In early 2020, Cuba staged a society-wide mobilization against the pandemic — training medical staff, preparing quarantine facilities, and informing its public about symptoms and precautions. When the first cases were confirmed in early March 2020, the government mobilized medical students to check for symptoms at each individual house in the country, and testing and contact-tracing programs took effect immediately. 

By March 20, 2020, the government had mandated physical distancing, guaranteed full wages for quarantining workers for the first month of isolation and 60% wages for the duration of pandemic, halted tourism, and expanded food distribution to the most vulnerable neighborhoods in particular. Local neighborhood Committees for the Defense of the Revolution carried out public services like delivering supplies and cleaning and cooking in quarantine centers. 

Community-based initiatives like these and a humane policy that took into account the hardships faced by workers facilitated trust. When Cuba launched its own domestically-developed COVID vaccine in July 2021 — a monumental biomedical achievement necessitated by the U.S. blockade — most of the population took the vaccine without hesitation. 90.1% of the Cuban population is fully vaccinated, compared to just 68% in the United States. 

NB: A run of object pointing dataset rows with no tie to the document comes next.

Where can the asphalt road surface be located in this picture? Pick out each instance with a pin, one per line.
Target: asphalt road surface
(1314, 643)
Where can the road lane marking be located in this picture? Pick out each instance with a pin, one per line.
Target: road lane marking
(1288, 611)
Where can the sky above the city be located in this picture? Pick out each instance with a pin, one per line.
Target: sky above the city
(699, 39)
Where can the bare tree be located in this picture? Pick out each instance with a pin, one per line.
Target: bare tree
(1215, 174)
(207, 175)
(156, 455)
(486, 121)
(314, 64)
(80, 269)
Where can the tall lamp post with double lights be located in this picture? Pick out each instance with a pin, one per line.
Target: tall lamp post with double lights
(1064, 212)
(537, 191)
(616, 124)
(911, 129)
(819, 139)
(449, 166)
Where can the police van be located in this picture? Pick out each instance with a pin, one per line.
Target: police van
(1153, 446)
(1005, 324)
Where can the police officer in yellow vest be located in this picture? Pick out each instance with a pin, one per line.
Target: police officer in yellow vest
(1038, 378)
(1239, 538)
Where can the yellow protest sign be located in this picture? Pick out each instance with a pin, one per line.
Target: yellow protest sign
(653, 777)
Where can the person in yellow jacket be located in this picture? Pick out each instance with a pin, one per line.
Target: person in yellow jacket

Lack of transparency from the U.S. government, hyper-individualistic attitudes created by the ideology of a capitalist society, and hysteria fueled by corporate media contribute to anti-vaccine attitudes in the United States. In contrast, Cuba’s socialist system cultivates a culture of collectivity and social responsibility to one another. Despite the mask mandate being lifted a few months ago, many Cubans continue to wear masks both indoors and outdoors, which is a testament to their willingness to make small sacrifices for collective health.

After seven days in quarantine, I took a negative PCR test and stopped isolating. Thanks to my diligent quarantining and the diligent safety measures in Cuba, no one I was traveling or staying with got COVID from me. I am thankful to everyone who helped take care of me for keeping me healthy and showing me what socialist health care looks like. As someone who lives in the United States and is used to hasty, impersonal doctor’s visits and expensive medical bills, it could not have been more different to receive such quality, attentive health care in Cuba. 

Cuba’s tireless commitment to serving its population — and even visitors like me! — is especially impressive given the inhumane blockade imposed by the United States, which prevents access to essential medical supplies and inflicts intense economic hardship on the Cuban people. Efforts like the Hatuey Project — the group I was with delivering over-the-counter medicines — have drawn attention to this particularly cruel component of the economic war being waged on Cuba. The Biden administration must end the suffocating blockade so that Cuba can make even greater strides in serving its people.